TRAMA
Manhattan: un portuale fa sbarcare clandestinamente due parenti siciliani. Uno di loro si mette con sua nipote, di cui è gelosissimo.
RECENSIONI
Dramma della gelosia a tinte forti, morboso e scandaloso, a tratti enfatico ma di sicuro effetto. Tratto dalla pièce di Arthur Miller, vede Sidney Lumet in trasferta europea con film bilingue (Jean Aurenche per la versione francese, Norman Rosten per quella inglese) e in sintonia con un testo ed un autore che separano legge istituzionale e moralità individuale: la Legge è Natura; se non lo è, è sbagliata la Legge. Come in Morte di un Commesso Viaggiatore, è protagonista un individuo incapace di esprimersi attraverso le parole, preparando il terreno tragico nel Fronte del Porto che, prima, parteggia per la solidarietà fra connazionali e l’immigrazione clandestina figlia della povertà, e in seguito attacca duramente la mentalità maschilista che traduce in violenza le frustrazioni figlie della possessività nei confronti della donna, dei pregiudizi nei confronti del diverso (la fobia verso l’omosessualità), dell’ipocrisia (il protagonista vigliacco e impotente) e dell’esibizionismo macho (la prova di forza nella scena della sedia…).
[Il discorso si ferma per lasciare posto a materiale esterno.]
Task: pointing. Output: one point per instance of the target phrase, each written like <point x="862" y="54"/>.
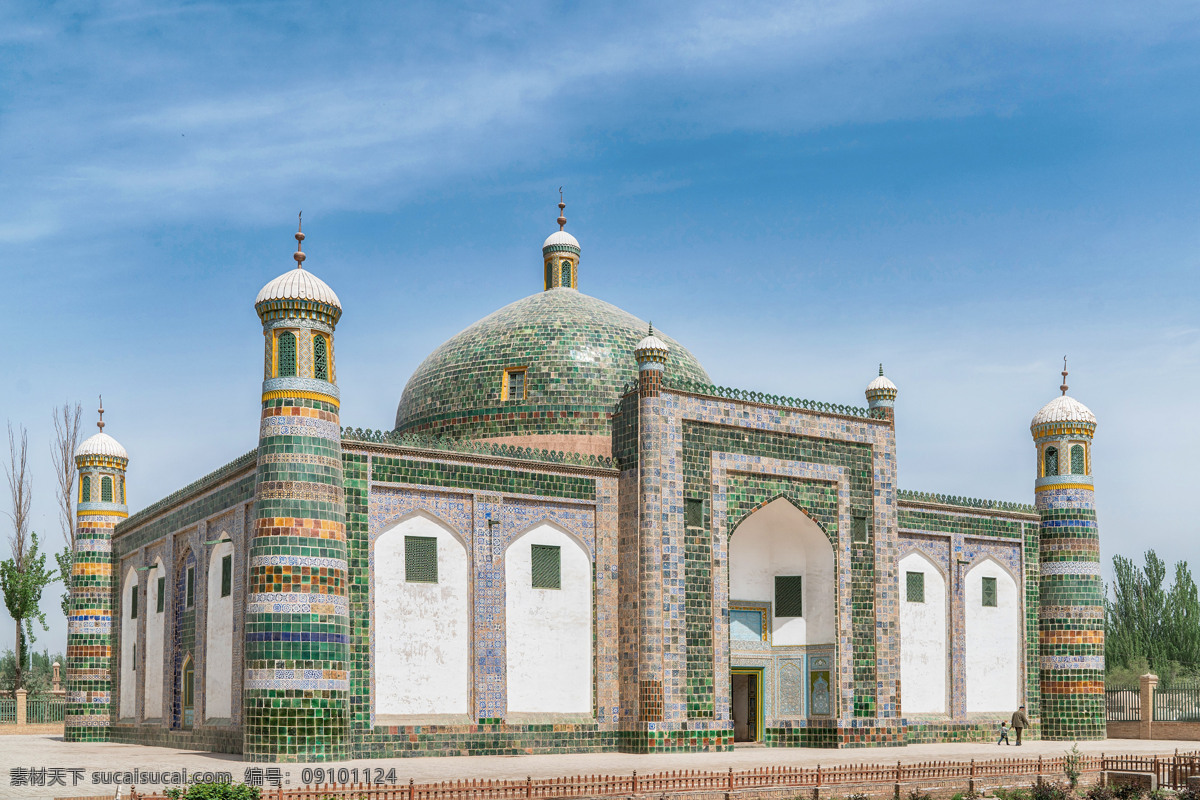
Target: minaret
<point x="881" y="397"/>
<point x="101" y="462"/>
<point x="1071" y="614"/>
<point x="561" y="254"/>
<point x="297" y="650"/>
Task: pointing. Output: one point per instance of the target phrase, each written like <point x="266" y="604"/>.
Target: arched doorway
<point x="783" y="615"/>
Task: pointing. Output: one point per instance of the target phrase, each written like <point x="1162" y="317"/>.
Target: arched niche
<point x="130" y="613"/>
<point x="780" y="541"/>
<point x="993" y="647"/>
<point x="420" y="620"/>
<point x="547" y="603"/>
<point x="156" y="629"/>
<point x="219" y="635"/>
<point x="923" y="636"/>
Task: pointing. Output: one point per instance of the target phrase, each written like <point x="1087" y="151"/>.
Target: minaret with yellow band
<point x="561" y="254"/>
<point x="1071" y="608"/>
<point x="297" y="637"/>
<point x="101" y="462"/>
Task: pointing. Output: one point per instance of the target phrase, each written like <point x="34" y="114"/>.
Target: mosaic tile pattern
<point x="579" y="353"/>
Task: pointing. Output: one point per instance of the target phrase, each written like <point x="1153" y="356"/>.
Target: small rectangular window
<point x="858" y="529"/>
<point x="915" y="587"/>
<point x="547" y="566"/>
<point x="989" y="593"/>
<point x="420" y="559"/>
<point x="789" y="595"/>
<point x="514" y="384"/>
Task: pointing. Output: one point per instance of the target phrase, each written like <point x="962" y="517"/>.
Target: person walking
<point x="1020" y="721"/>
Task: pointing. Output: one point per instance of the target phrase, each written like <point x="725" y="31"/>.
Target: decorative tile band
<point x="299" y="426"/>
<point x="1071" y="567"/>
<point x="298" y="560"/>
<point x="1073" y="662"/>
<point x="293" y="602"/>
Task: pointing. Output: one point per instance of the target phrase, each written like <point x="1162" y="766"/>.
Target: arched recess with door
<point x="420" y="619"/>
<point x="219" y="635"/>
<point x="784" y="591"/>
<point x="547" y="609"/>
<point x="924" y="656"/>
<point x="130" y="612"/>
<point x="993" y="647"/>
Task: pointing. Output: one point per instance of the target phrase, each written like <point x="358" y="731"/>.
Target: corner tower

Il tutto esemplificato nella scandalosa ed audace (per l’epoca) sequenza del "doppio bacio" di Giuda (non mascherando il disprezzo, però) alla nipote e al ragazzo, con varie sequenze angoscianti come contorno: il terrore negli occhi di Maureen Stapleton quando intima alla nipote di staccarsi da “lui”, il tic-tac del telefono vendicativo, il finale shock. La mentalità retrograda ritratta genera anche danni collaterali: la moglie trascurata ma amata pur conoscendo i suoi desideri inconfessati, la nipote succube di un senso di colpa che non le dovrebbe appartenere. Il personaggio di Raf Vallone è inquietante, ingestibile, imbarazzante, la summa gonfia di una mentalità che ispira pena e fomenta rabbia. Nota a latere: le età reali e presunte (di finzione) degli attori lasciano un poco a desiderare.